Sometimes you just have to give into the temptation and say it. From the beginning of 2023 until now, my fellow COMMENTARY podcasters and I have spent an inordinate amount of time on a daily basis discussing the topic that will now dominate all political discussion in America: Joe Biden’s unfitness for office due to his advanced age and his cognitive decline.
We told you so.
On February 8 of this year, I wrote these words: “We may well look back on February 8, 2024 as the specific moment in time Joe Biden’s bid for reelection was lost. The report of the special prosecutor issued this afternoon effectively said Biden was guilty of willfully mishandling classified documents—but that he could not be successfully prosecuted (and would not be until he was out of office anyway) because he is a nice senile old man and no jury would convict him.”
I was wrong. In fact, we will look back on June 27 as the specific night Joe Biden’s bid for reelection was likely lost, because the Hur story was a report and the presidential debate was an event. A huge event. The biggest national event since the Super Bowl. Watched by as many as 100 million people. Every one of them has eyes and ears, and the spin doctors can’t spin their way out of this one. The event itself will produce clips that will be circulated throughout the country—clips that will inform everyone who didn’t watch just how weak and intellectually infirm Joe Biden is and will reinforce that view among those who did.
I’m no prophet. I’m no seer. And I’m certainly no Trumpian. I just looked at Biden and saw what I saw and I know that everyone else saw what I saw too. And I also saw this: Democrats and liberals did not stand up and work to deny Biden his reelection bid because they hate Donald Trump so much they could not believe he would survive the onslaught of the legal cases against him and his own indiscipline. They believed he would sabotage himself as he did in 2020, and that would be what mattered. They would be saved from their own weak candidate by the weakness of the opposing candidate.
The thing is, they never really had any substantive reason backed by data to think this. Trump has never given any indication of being a weaker candidate than Biden in the eyes of the electorate. This has been a one-point race for 18 months now.
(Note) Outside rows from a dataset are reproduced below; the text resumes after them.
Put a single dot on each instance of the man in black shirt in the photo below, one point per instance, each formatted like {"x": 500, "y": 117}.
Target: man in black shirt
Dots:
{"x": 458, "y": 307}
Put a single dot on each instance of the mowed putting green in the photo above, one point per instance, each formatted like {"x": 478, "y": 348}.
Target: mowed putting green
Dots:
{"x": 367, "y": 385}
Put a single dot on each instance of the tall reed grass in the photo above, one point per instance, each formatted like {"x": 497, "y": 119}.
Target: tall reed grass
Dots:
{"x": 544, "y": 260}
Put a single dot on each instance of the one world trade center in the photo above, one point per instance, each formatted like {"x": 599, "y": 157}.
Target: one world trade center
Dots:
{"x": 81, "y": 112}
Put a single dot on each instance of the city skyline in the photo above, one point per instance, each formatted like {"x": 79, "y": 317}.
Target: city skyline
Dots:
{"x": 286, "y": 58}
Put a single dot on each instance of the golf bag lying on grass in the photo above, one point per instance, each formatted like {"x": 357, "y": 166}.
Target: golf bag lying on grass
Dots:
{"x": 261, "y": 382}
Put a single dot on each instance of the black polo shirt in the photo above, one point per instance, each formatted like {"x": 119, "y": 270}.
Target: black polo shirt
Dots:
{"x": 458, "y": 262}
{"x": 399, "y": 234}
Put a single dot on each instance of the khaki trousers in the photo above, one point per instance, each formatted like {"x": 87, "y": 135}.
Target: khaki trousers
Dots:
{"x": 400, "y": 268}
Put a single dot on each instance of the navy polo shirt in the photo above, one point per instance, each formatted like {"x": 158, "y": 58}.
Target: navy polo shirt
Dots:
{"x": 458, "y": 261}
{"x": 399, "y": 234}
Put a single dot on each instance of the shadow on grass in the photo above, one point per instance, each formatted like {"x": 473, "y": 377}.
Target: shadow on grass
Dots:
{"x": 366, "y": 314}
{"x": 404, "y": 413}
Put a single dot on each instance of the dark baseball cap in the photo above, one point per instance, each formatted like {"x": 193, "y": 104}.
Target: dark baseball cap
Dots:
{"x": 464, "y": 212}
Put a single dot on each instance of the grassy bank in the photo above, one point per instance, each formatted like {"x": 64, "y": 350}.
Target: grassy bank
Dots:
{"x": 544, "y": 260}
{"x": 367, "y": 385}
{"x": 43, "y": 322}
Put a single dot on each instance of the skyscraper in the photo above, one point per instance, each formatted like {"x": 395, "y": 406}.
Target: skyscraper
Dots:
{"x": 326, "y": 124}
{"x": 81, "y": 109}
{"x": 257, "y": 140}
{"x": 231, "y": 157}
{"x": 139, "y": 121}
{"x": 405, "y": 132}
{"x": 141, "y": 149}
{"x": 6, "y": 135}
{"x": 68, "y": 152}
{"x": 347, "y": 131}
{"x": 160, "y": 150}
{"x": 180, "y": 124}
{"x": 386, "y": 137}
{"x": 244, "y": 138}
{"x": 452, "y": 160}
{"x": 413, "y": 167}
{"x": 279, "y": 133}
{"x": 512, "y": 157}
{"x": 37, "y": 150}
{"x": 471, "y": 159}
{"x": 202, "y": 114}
As I wrote in our October 2023 issue: “On January 1, 2023, Joe Biden led by six-tenths of a percentage point in the RealClearPolitics average, 44.8 to Donald Trump’s 44.2. On April 1, they were tied at 43. On June 1, Trump led, also by six-tenths of a single point, 44.6 to 44. On August 1, Biden zoomed into a crushing lead of nine-tenths of 1 percent, 44.9 to 44. But by September 7, Biden was up only four-tenths of a point, at 44.5 and Trump at 44.1. So all the melodrama—the mugshot for Trump, the way the sweetheart plea deal for Biden’s son blew up in a Delaware courtroom, the rape finding, the sight of Biden wandering out in the middle of a Medal of Honor ceremony over which he was presiding—has had no effect. If American politics is opera, it’s not Verdi. It’s Philip Glass—two notes played, over and over again, forever.”
But this week, even before the debate, something seemed to start breaking Trump’s way. Several polls have showed Trump pulling ahead, outside the margin of error if only just barely for the first time in any of his three races for the presidency. Perhaps the American people had some precognitive power that allowed them to see a week into the future, when they would turn on their televisions and see a Biden without even enough power to make his voice fully audible, making the three-years-younger Trump seem two decades his junior.
But really, it wasn’t that Democrats should have listened to me—though of course everyone should, at all times, my children especially. They should have listened to themselves. It’s been more than a year since polls showed two-thirds of self-described Democrats have said Biden was too old to be president, too old to run for reelection, and that they wanted someone else.
But they didn’t act. They just didn’t get it because their fixation on Trump led them on to a false hope. And now they are getting it. Oh, boy, are they getting it—and getting it, as H.L. Mencken once put it in another context, “good and hard.”